Below are highlights from the call, including some images from our 45-page slide deck included on the call. For those who are interested in gaining access to future calls, which include a Q&A session with our team, please email sales@hedgeye.com or click here.

Theme 1: Earnings Slowing

Notes From Our Q4 Macro Themes Call  - theme1 pic

-You’re now seeing negative sell-side estimates on a YoY basis. Companies are lowering forward guidance. Look at FedEx, Caterpillar and Staples for examples of this.

-The Fed is running out of bullets; their balance sheet is going down and doesn’t have any juice left on a YoY basis and will be hard to continue as long as we keep printing into infinity and beyond.

-The S&P 500 is up, but durable goods are down on a YoY basis.

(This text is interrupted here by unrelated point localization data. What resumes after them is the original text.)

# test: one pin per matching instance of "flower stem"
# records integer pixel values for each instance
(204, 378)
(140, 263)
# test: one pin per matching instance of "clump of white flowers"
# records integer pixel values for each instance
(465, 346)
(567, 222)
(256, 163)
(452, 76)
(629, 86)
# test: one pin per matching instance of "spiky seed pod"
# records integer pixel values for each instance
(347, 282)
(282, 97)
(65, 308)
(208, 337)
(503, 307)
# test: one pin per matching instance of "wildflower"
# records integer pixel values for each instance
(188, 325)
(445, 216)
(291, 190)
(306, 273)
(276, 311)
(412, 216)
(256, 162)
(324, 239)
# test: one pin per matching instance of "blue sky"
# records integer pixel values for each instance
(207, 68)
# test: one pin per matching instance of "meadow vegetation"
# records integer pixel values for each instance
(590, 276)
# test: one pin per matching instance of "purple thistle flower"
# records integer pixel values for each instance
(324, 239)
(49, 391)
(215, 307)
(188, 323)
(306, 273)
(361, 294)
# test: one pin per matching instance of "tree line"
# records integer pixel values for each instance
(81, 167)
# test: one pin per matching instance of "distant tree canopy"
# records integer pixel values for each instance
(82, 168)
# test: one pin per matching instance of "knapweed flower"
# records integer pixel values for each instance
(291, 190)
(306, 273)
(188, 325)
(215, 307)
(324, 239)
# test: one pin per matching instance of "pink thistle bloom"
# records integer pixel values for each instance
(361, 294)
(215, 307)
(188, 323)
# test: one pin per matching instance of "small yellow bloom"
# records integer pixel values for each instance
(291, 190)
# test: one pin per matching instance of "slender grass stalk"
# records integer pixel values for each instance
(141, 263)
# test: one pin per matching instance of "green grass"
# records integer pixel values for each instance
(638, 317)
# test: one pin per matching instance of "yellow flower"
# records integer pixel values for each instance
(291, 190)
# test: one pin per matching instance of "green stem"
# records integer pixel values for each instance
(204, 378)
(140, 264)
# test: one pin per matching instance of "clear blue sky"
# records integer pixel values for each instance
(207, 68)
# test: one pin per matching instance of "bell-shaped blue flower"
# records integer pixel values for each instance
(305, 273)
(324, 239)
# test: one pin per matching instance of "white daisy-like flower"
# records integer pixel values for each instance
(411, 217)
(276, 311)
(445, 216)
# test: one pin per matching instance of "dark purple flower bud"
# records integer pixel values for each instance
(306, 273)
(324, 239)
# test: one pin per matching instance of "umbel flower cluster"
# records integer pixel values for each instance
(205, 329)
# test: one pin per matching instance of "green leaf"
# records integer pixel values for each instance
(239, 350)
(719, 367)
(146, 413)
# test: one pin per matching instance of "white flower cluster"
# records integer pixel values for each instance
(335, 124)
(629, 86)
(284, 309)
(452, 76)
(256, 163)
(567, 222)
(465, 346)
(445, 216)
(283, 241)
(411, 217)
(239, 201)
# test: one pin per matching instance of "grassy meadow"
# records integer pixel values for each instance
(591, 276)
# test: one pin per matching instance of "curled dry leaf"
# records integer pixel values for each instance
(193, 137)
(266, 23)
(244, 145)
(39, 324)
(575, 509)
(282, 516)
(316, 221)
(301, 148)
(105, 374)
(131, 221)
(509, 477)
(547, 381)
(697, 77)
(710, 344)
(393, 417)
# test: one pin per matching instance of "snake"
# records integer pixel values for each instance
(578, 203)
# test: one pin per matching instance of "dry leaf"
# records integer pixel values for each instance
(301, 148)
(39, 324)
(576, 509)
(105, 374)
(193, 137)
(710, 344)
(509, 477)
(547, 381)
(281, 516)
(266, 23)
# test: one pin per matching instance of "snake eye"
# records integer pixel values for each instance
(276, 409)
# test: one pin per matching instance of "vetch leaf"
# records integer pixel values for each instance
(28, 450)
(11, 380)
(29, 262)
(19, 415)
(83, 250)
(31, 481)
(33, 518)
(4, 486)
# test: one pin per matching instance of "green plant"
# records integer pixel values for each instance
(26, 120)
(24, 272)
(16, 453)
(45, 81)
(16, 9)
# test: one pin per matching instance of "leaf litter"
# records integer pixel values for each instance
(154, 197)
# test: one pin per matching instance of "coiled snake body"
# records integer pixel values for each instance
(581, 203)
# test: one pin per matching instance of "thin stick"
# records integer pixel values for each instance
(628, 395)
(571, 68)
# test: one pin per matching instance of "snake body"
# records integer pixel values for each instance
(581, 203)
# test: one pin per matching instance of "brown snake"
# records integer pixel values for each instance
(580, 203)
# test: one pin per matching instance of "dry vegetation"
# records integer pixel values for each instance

The divergence between the two won’t hold. Either the S&P 500 will head down or durable goods will head higher.

Theme 2: Bubbles

Notes From Our Q4 Macro Themes Call  - theme2 pic

-Bubbles will continue. We saw the Tech Bubble in the 200s, then the Housing Bubble in 2007 and now we have the Commodities Bubble coming in 2012/2013. Check out 10-year charts of copper, oil, gold and the CRB Commodities Index.

-China’s growth over the past 10 years really helped fuel the commodity bubble. Keep in mind that China’s demand for commodities is decreasing. Chinese rebar demand has fallen off a cliff in the past six months. 

-Everyone loves investing at the peak of a bubble; speculators are betting on things like gold and that they’ll go higher. Eventually that bubble will pop, leaving many investors with frowns on their faces.

Theme 3: The Keynesian Cliff

Notes From Our Q4 Macro Themes Call  - theme3 pic

-The implications of the cliff are slowing short term growth. Republicans and the Tea Party want to get tough on fiscal reform. The cliff could reasonable equate to a 1-2% drag on growth in 2013, relative to consensus expectations.

-QE3 has been a positive for both stocks and President Obama’s reelection chances (according to the Hedgeye Election Indicator).

-Three scenarios could occur: Obama is reelected and Congress remains split: Weak Dollar / Obama is reelected and Democrats take back both houses: Weak Dollar / Romney wins and the Republicans take control of Congress: Stronger dollar?